Introduction

"Have One On Me" by Ashton Douglass was originally published in Paris, where its absolute frankness about subject matter rarely touched on in any novel got it promptly banned by the French authorities. The copies which survived censorship were quickly reprinted and had an enormous underground circulation among collectors of the "avant garde" erotic novel both in London, Paris and elsewhere on the Continent. Even case-hardened connoisseurs of erotica were startled by the unusually frank treatment of previously taboo subject matter which was so daringly presented by the author.

No matter how bizarre, oversexed and abnormal the characters so vividly presented in this story may seem, the current sexual revolution has made us realize that the happenings so realistically presented here are actually not as far out as one might think. The headlines in the daily papers will immediately bear out this observation for the interested reader.

However, even the most blase reader will agree that such open treatment of incest in its fullest details, prostitution, sodomy, lesbi anism and perversion has never been seen between the covers of a book. The secret vices and complete disintegration of what appears to be a normal, middle-class family is portrayed with such reality that we feel that the author is revealing his own family skeletons in the closet.

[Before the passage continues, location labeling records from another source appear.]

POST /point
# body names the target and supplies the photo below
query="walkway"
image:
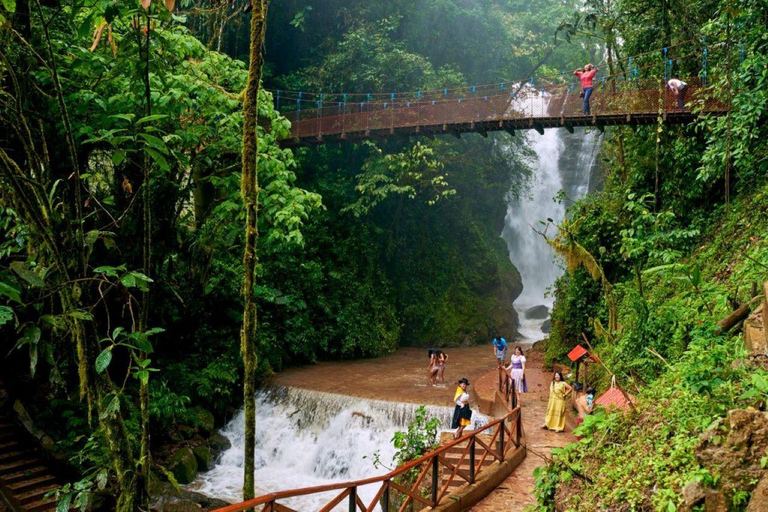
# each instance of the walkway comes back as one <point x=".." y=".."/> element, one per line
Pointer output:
<point x="492" y="108"/>
<point x="517" y="491"/>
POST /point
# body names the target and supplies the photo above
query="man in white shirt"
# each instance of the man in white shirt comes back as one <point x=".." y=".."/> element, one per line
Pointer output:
<point x="678" y="87"/>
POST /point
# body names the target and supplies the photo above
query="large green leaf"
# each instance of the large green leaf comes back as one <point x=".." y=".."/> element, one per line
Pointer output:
<point x="103" y="360"/>
<point x="10" y="5"/>
<point x="6" y="315"/>
<point x="10" y="292"/>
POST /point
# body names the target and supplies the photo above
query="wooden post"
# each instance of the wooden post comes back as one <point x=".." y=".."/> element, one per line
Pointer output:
<point x="385" y="498"/>
<point x="501" y="440"/>
<point x="584" y="384"/>
<point x="472" y="459"/>
<point x="435" y="474"/>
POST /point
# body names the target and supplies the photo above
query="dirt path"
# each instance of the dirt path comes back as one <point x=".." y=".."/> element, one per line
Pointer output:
<point x="516" y="492"/>
<point x="403" y="377"/>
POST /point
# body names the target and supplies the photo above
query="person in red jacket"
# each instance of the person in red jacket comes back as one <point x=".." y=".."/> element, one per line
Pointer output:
<point x="586" y="77"/>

The brilliant psychoanalyst, Alfred Adler, has made the following most pertinent observation:

"The young writer is frequently a motherfixated individual with strong subconscious homosexual tendencies. His first novel is likely to be the frankest and most realistic of his works. It represents the secret outpourings of his unconscious neuroses, his guilty fixations flood onto the paper as if by this act he can free himself of the tormenting burden he has been carrying since childhood. Sometimes this so-called 1 'literary catharsis" will work and the individual sees his masochistic mental gyrations more objectively. More often the neurotic pattern of perverse behavior is so ingrained that the same pattern of psychic behavior is simply repeated in a different environment.

The sexually sick individual always requires some analytic help. The insight required for a cure or remission of most perverse symptoms can rarely be arrived at by the patient alone."

The reader will have to decide for himself what the ultimate destiny of the central char acter of "Have One On Me" is apt to be. But, the events leading up to the dramatic finale will keep him spellbound.

Continental Classics once again brings to the reading public a novel of compelling, modern interest. Because of the subject matter, it is recommended only for serious students of psychology or sociology and the mature general reader.

Allan Saunders, MA. New York City, January 1968

Archive Note: The truly amazing number of misspellings in the original pocketbook are faithfully reproduced in this text. No attempt whatsoever has been made to correct the misspelled or misused words.